Clearly, Royal Caribbean was thinking about family cruisers when it designed its Quantum-class ships. We love the interconnected cabins that accommodate grandma and grandpa, mom and dad, and the kids. Multigenerational cruisers on Anthem of the Seas can book three interconnected cabins, each with its own living space and bathrooms, to provide together (or quiet) time. Cabins are connected via a vestibule and can sleep between eight and 10 people. Total square feet is a comfy 575, and when the balconies are combined, you get a whopping 216 square feet of outdoor space. Even those traveling with a smaller brood will like the Family Junior Suites, each with a half bath in addition to a full bath with bathtub -- a must for anyone traveling with toddlers. And yes, there are kids clubs, a large pool deck with kid-specific spaces and a massive movie screen.

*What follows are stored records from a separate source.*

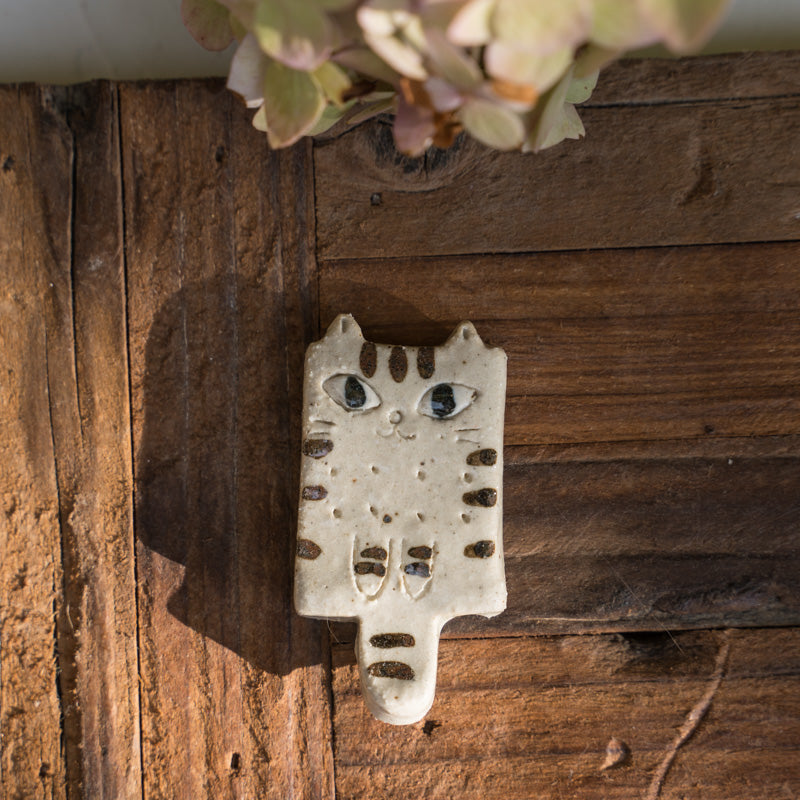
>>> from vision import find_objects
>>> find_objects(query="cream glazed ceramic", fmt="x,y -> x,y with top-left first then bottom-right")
295,315 -> 506,725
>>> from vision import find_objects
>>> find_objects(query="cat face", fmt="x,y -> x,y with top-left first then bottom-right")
295,315 -> 506,724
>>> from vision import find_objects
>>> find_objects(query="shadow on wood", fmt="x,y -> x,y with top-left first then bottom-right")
135,275 -> 316,675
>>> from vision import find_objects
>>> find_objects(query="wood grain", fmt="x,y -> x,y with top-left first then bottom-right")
314,68 -> 800,260
0,53 -> 800,800
324,450 -> 800,646
122,83 -> 333,798
47,83 -> 141,798
584,51 -> 800,107
0,87 -> 70,800
320,242 -> 800,445
333,629 -> 800,800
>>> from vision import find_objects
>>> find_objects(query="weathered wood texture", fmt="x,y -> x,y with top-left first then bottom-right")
0,53 -> 800,800
0,82 -> 333,800
120,83 -> 333,798
333,629 -> 800,800
315,55 -> 800,260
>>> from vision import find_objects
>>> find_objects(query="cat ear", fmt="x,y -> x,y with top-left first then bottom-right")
444,322 -> 485,347
325,314 -> 364,340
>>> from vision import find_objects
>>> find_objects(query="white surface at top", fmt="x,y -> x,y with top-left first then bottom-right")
0,0 -> 800,83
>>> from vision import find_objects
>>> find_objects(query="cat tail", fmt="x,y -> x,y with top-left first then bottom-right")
356,614 -> 443,725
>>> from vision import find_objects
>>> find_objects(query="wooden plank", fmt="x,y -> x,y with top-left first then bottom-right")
333,629 -> 800,800
0,84 -> 141,798
314,54 -> 800,260
466,452 -> 800,634
585,51 -> 800,107
122,82 -> 333,798
0,86 -> 70,800
49,83 -> 141,798
320,242 -> 800,445
333,446 -> 800,645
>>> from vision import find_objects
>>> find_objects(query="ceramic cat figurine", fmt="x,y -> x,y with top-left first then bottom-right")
295,315 -> 506,725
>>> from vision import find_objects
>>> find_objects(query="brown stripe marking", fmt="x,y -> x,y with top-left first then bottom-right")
369,633 -> 417,649
297,539 -> 322,561
417,347 -> 436,378
361,547 -> 386,561
467,447 -> 497,467
403,561 -> 431,578
355,561 -> 386,578
358,342 -> 378,378
303,439 -> 333,458
367,661 -> 414,681
389,347 -> 408,383
462,489 -> 497,508
464,539 -> 494,558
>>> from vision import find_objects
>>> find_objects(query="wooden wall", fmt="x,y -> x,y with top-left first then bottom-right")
0,53 -> 800,800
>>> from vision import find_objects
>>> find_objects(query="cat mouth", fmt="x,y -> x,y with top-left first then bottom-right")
377,427 -> 417,441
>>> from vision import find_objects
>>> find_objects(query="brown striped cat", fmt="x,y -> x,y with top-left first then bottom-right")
295,315 -> 506,724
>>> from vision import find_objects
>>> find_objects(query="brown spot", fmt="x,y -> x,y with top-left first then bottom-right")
467,447 -> 497,467
464,539 -> 494,558
417,347 -> 436,378
358,342 -> 378,378
369,633 -> 416,649
361,547 -> 386,561
367,661 -> 414,681
462,489 -> 497,508
303,439 -> 333,458
355,561 -> 386,578
600,736 -> 631,770
389,347 -> 408,383
303,486 -> 328,500
297,539 -> 322,561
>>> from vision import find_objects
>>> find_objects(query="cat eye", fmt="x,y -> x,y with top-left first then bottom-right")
322,375 -> 381,411
419,383 -> 478,419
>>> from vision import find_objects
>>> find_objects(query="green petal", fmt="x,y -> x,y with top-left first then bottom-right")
425,30 -> 483,91
492,0 -> 592,48
522,70 -> 573,152
333,47 -> 400,86
458,98 -> 525,150
642,0 -> 729,53
181,0 -> 233,50
253,0 -> 334,71
484,41 -> 572,92
566,72 -> 600,103
312,61 -> 353,106
590,0 -> 658,50
537,103 -> 586,150
308,100 -> 355,136
447,0 -> 496,47
263,61 -> 326,147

Until fairly recently, cruise lines haven't been particularly interested in catering to single travelers and, instead, focused on more lucrative couples or families. Those who cruise by themselves often are forced to pay nearly double the per-person rate non-solos pay. (Cruise lines call this fee the "single supplement.") Not so on Anthem of the Seas, which has 28 solo cabins that are fairly large (119 square feet) compared with single cabins on other cruise lines. We love the inclusion of a standard-size bathroom and roomy balcony (12 have this feature), which is not typical when it comes to single cabin options.
A new generation of cruisers has cruise lines paying attention to fitness activities, an area that was traditionally more of an afterthought on older ships. Royal Caribbean is not an exception and has even upped the ante with one of the largest, most comprehensive gyms at sea. On Anthem of the Seas, passengers can try out hot fitness classes like TRX and spinning. While the classes require a fee, passengers still can stay in shape onboard for free at the fitness center, which is stocked with TechnoGym equipment. They also can head to the jogging track, where roughly three laps equal a mile. In an unusual twist for cruise ships, the track features an uphill section.